Question
Angelo Bank is planning to replace some old teller machines and has decided to use the York Machine. Nola Chavez, the controller, has prepared the
Angelo Bank is planning to replace some old teller machines and has decided to use the York Machine. Nola Chavez, the controller, has prepared the analysis shown at the top of the next page. She has recommended the purchase of the machine based on the positive net present value shown in the analysis.
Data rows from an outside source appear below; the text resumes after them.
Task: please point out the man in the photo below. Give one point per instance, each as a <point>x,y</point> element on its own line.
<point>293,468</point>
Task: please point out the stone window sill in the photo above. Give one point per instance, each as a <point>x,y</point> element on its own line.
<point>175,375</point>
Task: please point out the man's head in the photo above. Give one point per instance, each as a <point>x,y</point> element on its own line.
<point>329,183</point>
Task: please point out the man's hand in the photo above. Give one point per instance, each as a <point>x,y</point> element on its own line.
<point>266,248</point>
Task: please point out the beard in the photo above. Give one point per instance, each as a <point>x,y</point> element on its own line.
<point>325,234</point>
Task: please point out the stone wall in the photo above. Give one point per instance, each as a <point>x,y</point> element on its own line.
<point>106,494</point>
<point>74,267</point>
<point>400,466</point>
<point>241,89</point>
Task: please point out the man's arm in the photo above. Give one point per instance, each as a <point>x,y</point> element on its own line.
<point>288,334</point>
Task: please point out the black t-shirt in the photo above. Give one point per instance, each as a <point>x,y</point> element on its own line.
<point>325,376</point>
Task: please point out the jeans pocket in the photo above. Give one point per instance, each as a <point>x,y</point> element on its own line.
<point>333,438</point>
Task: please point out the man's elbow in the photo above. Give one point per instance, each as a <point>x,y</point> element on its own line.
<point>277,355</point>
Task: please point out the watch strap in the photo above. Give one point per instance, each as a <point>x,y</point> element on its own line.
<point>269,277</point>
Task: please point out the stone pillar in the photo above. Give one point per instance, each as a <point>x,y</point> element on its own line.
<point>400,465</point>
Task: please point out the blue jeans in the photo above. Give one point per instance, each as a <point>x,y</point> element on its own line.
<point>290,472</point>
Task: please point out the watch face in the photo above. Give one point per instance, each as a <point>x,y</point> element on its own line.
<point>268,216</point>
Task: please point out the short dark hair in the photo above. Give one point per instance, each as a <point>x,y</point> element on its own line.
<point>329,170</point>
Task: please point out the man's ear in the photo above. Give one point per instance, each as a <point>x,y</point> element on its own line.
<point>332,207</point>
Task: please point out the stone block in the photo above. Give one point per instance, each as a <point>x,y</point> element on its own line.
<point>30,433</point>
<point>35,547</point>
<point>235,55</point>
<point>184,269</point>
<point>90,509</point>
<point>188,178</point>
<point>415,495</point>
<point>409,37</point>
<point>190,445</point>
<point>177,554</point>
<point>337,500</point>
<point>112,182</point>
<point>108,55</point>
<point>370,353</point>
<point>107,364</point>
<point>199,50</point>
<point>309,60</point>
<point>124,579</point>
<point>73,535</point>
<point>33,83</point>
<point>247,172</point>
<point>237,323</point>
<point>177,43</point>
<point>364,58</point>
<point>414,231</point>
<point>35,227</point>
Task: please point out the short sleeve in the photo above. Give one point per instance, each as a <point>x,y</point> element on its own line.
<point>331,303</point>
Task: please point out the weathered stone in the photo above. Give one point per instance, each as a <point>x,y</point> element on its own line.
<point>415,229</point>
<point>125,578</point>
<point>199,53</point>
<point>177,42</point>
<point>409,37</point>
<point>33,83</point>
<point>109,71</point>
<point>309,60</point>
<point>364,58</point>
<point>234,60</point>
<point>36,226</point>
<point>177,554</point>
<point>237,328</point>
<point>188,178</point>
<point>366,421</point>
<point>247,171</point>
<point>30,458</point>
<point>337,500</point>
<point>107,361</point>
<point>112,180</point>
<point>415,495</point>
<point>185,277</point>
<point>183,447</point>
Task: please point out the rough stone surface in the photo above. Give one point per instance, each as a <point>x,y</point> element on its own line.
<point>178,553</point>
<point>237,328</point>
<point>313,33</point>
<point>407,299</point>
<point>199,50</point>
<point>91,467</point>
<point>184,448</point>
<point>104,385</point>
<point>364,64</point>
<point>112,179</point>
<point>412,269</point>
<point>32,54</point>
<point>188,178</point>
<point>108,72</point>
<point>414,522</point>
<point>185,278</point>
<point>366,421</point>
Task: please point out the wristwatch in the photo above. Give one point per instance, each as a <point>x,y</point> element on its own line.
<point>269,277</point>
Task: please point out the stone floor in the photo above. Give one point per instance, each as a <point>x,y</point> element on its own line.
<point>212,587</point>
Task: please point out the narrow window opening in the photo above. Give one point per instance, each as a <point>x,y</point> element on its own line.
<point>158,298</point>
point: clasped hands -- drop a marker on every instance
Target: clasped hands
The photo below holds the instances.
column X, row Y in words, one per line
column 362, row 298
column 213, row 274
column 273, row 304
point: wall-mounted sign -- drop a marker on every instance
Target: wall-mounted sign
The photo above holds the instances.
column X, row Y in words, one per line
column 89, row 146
The York Machine has an estimated useful life of five years and an expected residual value of $35,000. Its purchase price is $385,000. Two existing ATM's each having a carrying value of $25,000, can be sold to a neighboring bank for a total of $50,000. Annual operating cash inflows are expected to increase in the following manner:
Year 1 $79,900
Year 2 $76,600
Year 3 $79,900
Year 4 $83,200
Year 5 $86,500
Angelo Bank uses straight line-depreciation. The minimum rate of return is 12 percent.
Year Net Cash Inflows Present Value Factor Present Value
1 $85,000 0.909 $77,265
2 $80,000 0.826 $66,080
3 $85,000 0.751 $63,835
4 $90,000 0.683 $61,470
5 $95,000 0.621 $58,995
5(Residual value) $35,000 0.621 $21,735
Total present value: $349,380
Initial investement $385,000
Less proceeds from the sale of $50,000
existing teller machines
Net capital investment ($335,000)
Net present value $14,380
1. Analyze Chavez's work. What changes need to be made in her capital investment analysis?
2. What would be your recommendation to bank management about the purchase of the York Machine?